From 6dd381405309c47484bcab65b111a19de4838581 Mon Sep 17 00:00:00 2001
From: Oleg Goncharov <ogoncharov@nvidia.com>
Date: Sat, 24 Jan 2026 01:07:32 +0000
Subject: [PATCH 12/12] Fixed a typo

Signed-off-by: Oleg Goncharov <ogoncharov@nvidia.com>
---
 .../common/include/transformer_engine/cast.h           | 10 +++++-----
 1 file changed, 5 insertions(+), 5 deletions(-)

diff --git a/transformer_engine/common/include/transformer_engine/cast.h b/transformer_engine/common/include/transformer_engine/cast.h
index c786335f80..04712d3003 100644
--- a/transformer_engine/common/include/transformer_engine/cast.h
+++ b/transformer_engine/common/include/transformer_engine/cast.h
@@ -186,7 +186,7 @@ void nvte_quantize_dbias_dgelu(const NVTETensor input, const NVTETensor act_inpu
                                NVTETensor output, NVTETensor dbias, NVTETensor workspace,
                                cudaStream_t stream);
 
-/*! \brief Computes backward of GeLU operation on the gropued input, then casts to FP8/MXFP8.
+/*! \brief Computes backward of GeLU operation on the grouped input, then casts to FP8/MXFP8.
  *         Additionally, reduces the result of the GeLU backward along columns.

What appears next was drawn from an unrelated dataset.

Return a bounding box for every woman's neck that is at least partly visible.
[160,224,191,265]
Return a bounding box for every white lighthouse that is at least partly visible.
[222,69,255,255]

  *         If the scaling mode of the output grouped tensor is set to NVTE_MXFP8_1D_SCALING,
  *         the block quantization (MXFP8) of the specified shape of the block will be used.
@@ -232,7 +232,7 @@ void nvte_quantize_dbias_dsilu(const NVTETensor input, const NVTETensor act_inpu
                                NVTETensor output, NVTETensor dbias, NVTETensor workspace,
                                cudaStream_t stream);
 
-/*! \brief Computes backward of SiLU operation on the gropued input, then casts to FP8/MXFP8.
+/*! \brief Computes backward of SiLU operation on the grouped input, then casts to FP8/MXFP8.
  *         Additionally, reduces the result of the SiLU backward along columns.
  *         If the scaling mode of the output grouped tensor is set to NVTE_MXFP8_1D_SCALING,
  *         the block quantization (MXFP8) of the specified shape of the block will be used.
@@ -278,7 +278,7 @@ void nvte_quantize_dbias_drelu(const NVTETensor input, const NVTETensor act_inpu
                                NVTETensor output, NVTETensor dbias, NVTETensor workspace,
                                cudaStream_t stream);
 
-/*! \brief Computes backward of ReLU operation on the gropued input, then casts to FP8/MXFP8.
+/*! \brief Computes backward of ReLU operation on the grouped input, then casts to FP8/MXFP8.
  *         Additionally, reduces the result of the ReLU backward along columns.
  *         If the scaling mode of the output grouped tensor is set to NVTE_MXFP8_1D_SCALING,
  *         the block quantization (MXFP8) of the specified shape of the block will be used.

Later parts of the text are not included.